IT’S NOT hard to understand why some in the New Zealand rugby media might be taking a little bit of joy out of the Chiefs recent losing run in Super Rugby Aotearoa. Losing eight games on the spin is enough to heap pressure on any coach at any level at any club and Warren Gatland is no different after the Chiefs loss to the Crusaders at home this weekend.
The knives are out. Am I surprised? No. Just three years ago, Gatland was a pantomime villain in New Zealand as he accused the local media of running a smear campaign against him during the Lions Tour so the reaction to his struggles in Super Rugby Aotearoa.

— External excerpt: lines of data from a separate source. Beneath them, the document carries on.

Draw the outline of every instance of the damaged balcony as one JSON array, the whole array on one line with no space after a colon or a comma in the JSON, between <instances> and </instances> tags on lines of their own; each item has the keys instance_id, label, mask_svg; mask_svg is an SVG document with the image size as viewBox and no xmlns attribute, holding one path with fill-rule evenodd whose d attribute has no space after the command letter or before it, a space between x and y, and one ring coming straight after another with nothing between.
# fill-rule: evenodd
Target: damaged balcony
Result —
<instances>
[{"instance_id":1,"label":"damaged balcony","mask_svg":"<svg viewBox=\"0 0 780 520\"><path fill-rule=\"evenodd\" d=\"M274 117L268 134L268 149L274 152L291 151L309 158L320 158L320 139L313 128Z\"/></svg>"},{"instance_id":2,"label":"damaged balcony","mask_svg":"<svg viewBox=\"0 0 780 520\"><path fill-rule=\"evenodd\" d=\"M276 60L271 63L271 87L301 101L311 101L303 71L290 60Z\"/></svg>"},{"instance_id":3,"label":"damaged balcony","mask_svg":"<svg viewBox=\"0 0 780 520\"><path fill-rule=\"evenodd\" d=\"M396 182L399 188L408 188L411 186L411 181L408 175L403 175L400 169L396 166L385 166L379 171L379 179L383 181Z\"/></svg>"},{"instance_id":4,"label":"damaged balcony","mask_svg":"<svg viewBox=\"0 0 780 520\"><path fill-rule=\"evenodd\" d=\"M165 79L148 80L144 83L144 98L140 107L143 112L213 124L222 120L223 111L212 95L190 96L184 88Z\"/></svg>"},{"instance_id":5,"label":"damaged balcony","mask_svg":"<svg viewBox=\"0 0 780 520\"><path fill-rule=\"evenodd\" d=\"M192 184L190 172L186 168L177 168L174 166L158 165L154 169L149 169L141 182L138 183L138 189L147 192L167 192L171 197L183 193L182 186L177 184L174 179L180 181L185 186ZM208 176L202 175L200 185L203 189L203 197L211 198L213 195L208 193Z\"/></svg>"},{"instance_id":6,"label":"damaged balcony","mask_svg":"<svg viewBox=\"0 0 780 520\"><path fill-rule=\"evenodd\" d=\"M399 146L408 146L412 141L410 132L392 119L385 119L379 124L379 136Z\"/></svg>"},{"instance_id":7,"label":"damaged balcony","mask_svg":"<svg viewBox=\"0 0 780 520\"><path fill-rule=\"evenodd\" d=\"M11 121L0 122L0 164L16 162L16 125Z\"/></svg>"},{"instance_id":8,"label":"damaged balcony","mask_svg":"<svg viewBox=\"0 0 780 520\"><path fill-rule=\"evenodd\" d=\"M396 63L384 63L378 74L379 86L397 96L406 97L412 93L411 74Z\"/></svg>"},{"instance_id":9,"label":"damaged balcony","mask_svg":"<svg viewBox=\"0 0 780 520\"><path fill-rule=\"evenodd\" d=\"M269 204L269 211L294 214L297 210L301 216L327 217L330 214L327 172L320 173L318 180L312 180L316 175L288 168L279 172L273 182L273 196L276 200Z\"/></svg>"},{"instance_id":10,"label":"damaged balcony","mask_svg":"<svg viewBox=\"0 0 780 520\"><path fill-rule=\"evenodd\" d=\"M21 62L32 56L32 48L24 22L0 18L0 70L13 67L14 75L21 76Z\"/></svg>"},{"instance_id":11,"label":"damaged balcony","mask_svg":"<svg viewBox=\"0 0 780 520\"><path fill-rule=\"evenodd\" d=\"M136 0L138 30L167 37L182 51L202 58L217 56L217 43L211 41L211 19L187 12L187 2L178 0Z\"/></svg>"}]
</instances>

There’s certainly an element of recency bias to the Chief’s troubles. Prior to the lockdown, the Chiefs were fifth overall in Super Rugby, third in the New Zealand conference and boasted a W over the Crusaders at home alongside a big away win over the Blues in Auckland.
It’s hard to know how the Chiefs would have fared over the rest of Super Rugby 2020 in a non-pandemic reality but I think it’s a fair assumption that Gatland probably wouldn’t be staring at the kind of record that he’s looking at today. Results-wise, there’s no argument that it’s been a poor run but context is everything.
Trading last-minute drop goals to lose the opening game against the Highlanders by a point was unfortunate and the manner of their implosion in the second half against the same opponent a few rounds later that saw them lose a 24-7 lead would be enough to damn any coach.
Throw in a few contentious losses with a hint of refereeing injustice and a few narrow losses in what has an argument for being the most top-heavy, high-quality mini-league in club rugby and you can see how Gatland and the Chiefs ended up where they find themselves.
That said, it isn’t all bad luck and refereeing decisions that are costing the Chiefs. I don’t think it’s fair to assess the Chiefs’ poor run without mentioning their absentee list. Their second-row has been pretty badly hit.
They lost Brodie Retallick to a Japanese sabbatical before the season and then lost Michael Allerdice and Laghlan McWhannell to season-ending injuries prior to Super Rugby Aotearoa. Tyler Ardron, a talented flanker who had been deputising for them in the second-row during Super Rugby, left to go Castres Olympique at the end of June.
Any side in the world would miss Brodie Retallick, a second row who could comfortably claim to be one of the top five players in the game in the position but a side that’s missing two of their other specialist senior locks at the same time makes it a crisis point.
So it’s fair to say that Gatland has been working with a reduced hand in a number of crucial areas and that, naturally, will have a knock-on effect on results. The front five injuries and sabbaticals alone would be enough to substantially affect most sides but that context tends to get lost after your fourth loss in a row and is actively ignored by the time your eight loss on the spin rolls about.
That’s just life at the top end of professional rugby. In the medium term, Gatland is due to leave the Chiefs for the Lions year, to be replaced by Clayton McMillan as an interim coach.
McMillian will have a cleared injury list – you would hope – and a returned Brodie Retallick in the ranks. Retallick alone will make all the difference but a fresh Luke Jacobsen and Nathan Harris alongside the likes of Sam Cane, Lachlan Boshier and Nepu Laulala will make a world of difference.
The Chiefs have decisions to make in certain contracts but the base is already there to seriously improve on what has been a disappointing Super Rugby Aotearoa campaign so far. The ultimate moral of the story is, don’t count out Warren Gatland just yet.